A spring return will confer a particular distinction on the wetland, of a secure and safe place to nest. A crane wetland holds a patent of nobility, rising above the commonplace, providing a sense of timelessness. Wetlands provide wildness and as Leopold pointed out, “the crane is wildness incarnate.”

Maybe we might yet see the elaborate mating dance, the stretching of wings, pumping of heads, bowing and leaping into the air in a graceful and energetic pageant. And, to hear that iconic call, a signal of the wild and all the wild implies.

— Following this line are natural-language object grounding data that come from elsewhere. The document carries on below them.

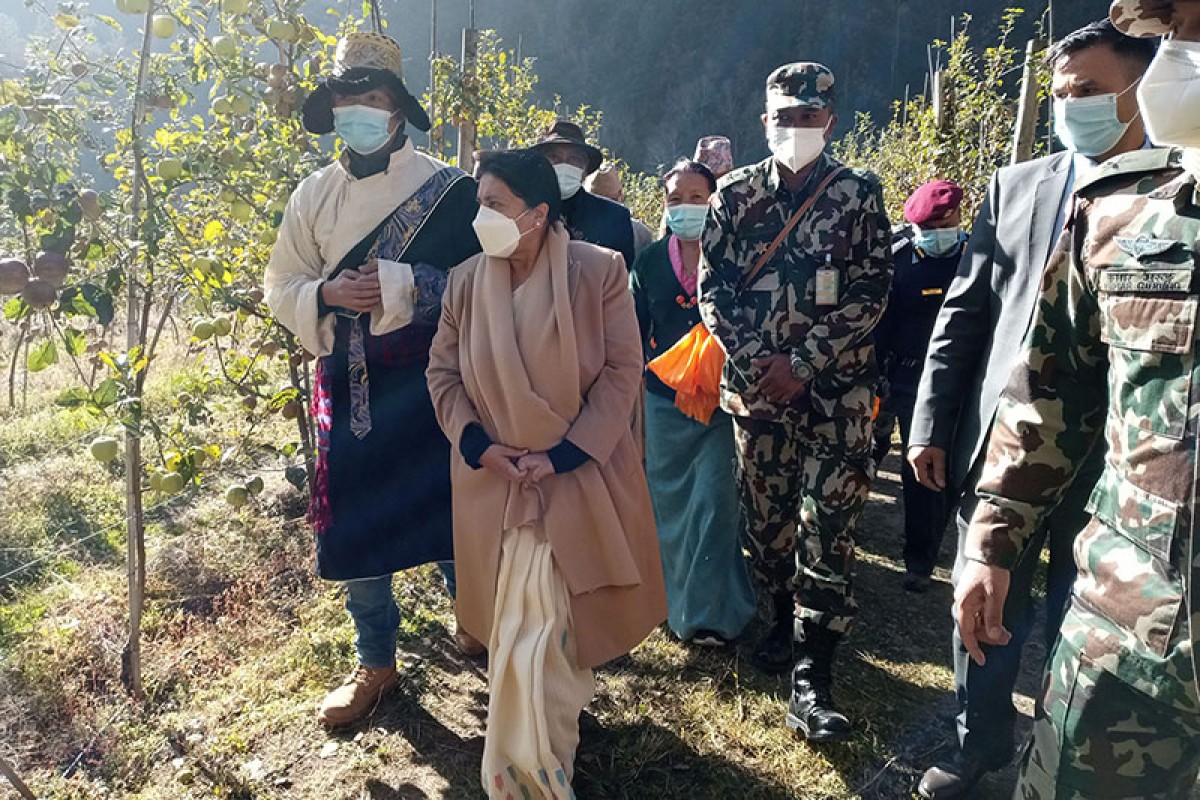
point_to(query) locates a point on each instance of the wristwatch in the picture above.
(801, 368)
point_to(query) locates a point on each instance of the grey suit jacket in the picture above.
(987, 311)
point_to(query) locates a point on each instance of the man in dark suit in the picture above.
(927, 254)
(592, 218)
(976, 341)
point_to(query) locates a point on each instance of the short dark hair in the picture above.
(1103, 31)
(694, 167)
(528, 174)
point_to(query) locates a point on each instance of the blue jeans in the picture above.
(376, 620)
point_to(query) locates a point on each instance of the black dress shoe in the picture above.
(955, 776)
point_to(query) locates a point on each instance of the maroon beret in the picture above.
(933, 200)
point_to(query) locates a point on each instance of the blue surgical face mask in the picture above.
(363, 128)
(1089, 126)
(937, 241)
(687, 220)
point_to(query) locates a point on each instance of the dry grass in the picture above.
(243, 642)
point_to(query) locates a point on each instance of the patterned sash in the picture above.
(390, 244)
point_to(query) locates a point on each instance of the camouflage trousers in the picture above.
(802, 489)
(1097, 737)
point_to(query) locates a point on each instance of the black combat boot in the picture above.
(773, 653)
(811, 710)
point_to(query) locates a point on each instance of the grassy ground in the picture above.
(241, 642)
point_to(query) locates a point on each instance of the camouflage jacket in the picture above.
(1110, 361)
(846, 229)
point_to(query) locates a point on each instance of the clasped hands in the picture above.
(354, 289)
(778, 383)
(516, 464)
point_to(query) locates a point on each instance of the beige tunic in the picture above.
(327, 216)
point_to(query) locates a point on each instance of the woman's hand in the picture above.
(504, 462)
(535, 467)
(354, 289)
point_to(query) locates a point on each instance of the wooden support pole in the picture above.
(1027, 106)
(467, 127)
(17, 783)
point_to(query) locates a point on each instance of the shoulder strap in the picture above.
(441, 181)
(791, 223)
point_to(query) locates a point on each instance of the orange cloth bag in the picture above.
(693, 368)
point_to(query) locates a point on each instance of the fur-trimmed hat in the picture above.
(568, 132)
(364, 60)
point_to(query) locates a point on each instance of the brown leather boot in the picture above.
(468, 645)
(358, 697)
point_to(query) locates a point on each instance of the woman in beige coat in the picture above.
(533, 373)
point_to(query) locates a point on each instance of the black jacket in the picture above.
(599, 221)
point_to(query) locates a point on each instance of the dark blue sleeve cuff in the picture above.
(567, 457)
(473, 444)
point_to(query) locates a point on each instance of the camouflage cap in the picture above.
(1143, 17)
(804, 83)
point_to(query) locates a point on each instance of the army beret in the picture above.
(933, 200)
(1143, 18)
(804, 83)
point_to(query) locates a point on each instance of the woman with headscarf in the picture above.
(533, 373)
(689, 462)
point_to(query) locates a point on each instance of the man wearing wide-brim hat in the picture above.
(588, 217)
(357, 275)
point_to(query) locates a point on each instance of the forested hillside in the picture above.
(667, 72)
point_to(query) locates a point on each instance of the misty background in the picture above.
(666, 72)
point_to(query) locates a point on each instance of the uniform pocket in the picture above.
(1151, 355)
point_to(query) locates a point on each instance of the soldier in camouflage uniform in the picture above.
(1110, 361)
(801, 372)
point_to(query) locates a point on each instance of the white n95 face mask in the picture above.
(570, 179)
(498, 235)
(1169, 95)
(796, 148)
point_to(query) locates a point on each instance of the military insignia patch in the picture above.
(1144, 245)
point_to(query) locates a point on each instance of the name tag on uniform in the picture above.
(1179, 280)
(827, 287)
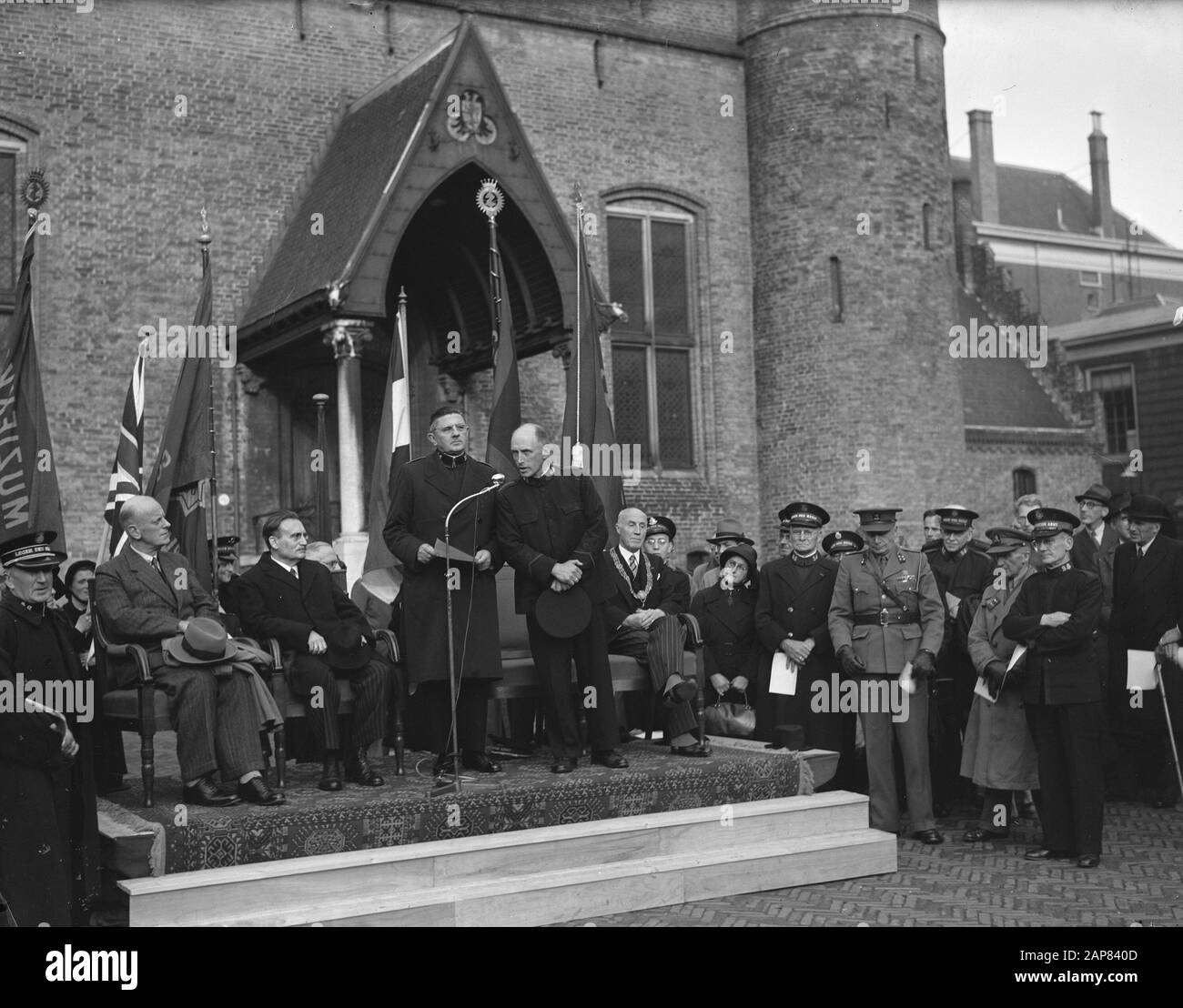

Leopold’s prophetic words on cranes registered: “When we hear his call we hear no mere bird. He is the symbol of our untameable past, of that incredible sweep of millennia which underlies and conditions the daily affairs of birds and men.”

The landscape of the NE of 36 seems timeless but of course it isn’t. It lies in and is influenced by a changing world, one of more cultivation, more land clearing, more wetland drainage as well as drought exacerbated by climate change. But for the moment we will cheer on the ray (and call) of hope brought by a pair of nesting sandhill cranes.

June 2024

Lorne Fitch is a Professional Biologist, a retired Fish and Wildlife Biologist and a past Adjunct Professor with the University of Calgary.